It is time once again for CPAC, people tell us, which means the universe itself has stopped on its axis so that we all might gawk in wonder at the most important conclave to ever unite in snake-handling and griftiness. But lo! Who is that hip and happening groovy young man? It is Mitch McConnell, the leader of the minority party of one half of one branch of government! He is, therefore, the most Important Man in the World. And what is he talking about? Oh, just that Hillary Clinton is a strident old biddy more advanced in years than Methuselah and more boner-shrinking than Bea Arthur. This, of course, is not “news.” But what is news is the look on Mitch McConnell’s face after he delivers his “stinger.” Look at his delight with him! Look at his jowls lift in pleasure! Mitch McConnell likes Mitch McConnell a lot!
Haw haw haw, says Mitch McConnell, the Republican party is full of vigorous men like Rand Paul and Paul Ryan and … Bobby Jindal probably? But the Democrats? Their party is full of ladies! GOOD ONE, MITCH MCCONNELL! We are lolz!
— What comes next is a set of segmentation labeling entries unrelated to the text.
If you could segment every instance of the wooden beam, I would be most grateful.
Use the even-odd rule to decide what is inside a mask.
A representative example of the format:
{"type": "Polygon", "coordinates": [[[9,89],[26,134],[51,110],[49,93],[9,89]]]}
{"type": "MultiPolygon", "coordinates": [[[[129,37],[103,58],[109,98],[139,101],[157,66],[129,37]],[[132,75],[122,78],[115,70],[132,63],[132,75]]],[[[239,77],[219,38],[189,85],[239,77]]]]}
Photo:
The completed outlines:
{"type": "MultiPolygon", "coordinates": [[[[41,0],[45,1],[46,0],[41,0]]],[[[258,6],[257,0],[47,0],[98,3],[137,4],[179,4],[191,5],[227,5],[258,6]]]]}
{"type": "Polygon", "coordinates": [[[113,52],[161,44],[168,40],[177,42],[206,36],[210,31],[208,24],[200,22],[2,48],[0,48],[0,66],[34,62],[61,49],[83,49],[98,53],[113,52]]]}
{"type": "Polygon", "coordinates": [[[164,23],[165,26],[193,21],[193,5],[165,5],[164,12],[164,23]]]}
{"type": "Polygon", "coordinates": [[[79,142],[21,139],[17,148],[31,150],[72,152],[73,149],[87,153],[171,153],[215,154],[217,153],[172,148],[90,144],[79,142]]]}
Oh, sure, Mitch McConnell’s joke presumably was about Hillary Clinton’s obvious oldness (six years younger than Mitch McConnell) instead of her status as a person with (presumably) a vagina and oves and fallopes and other gross disgusting things, instead of a prostate, because prostates are awesome. But that is funny that he only cited the young men in his party instead of obvious Candidate of the Future, whatsername, “Where’s the Girl.”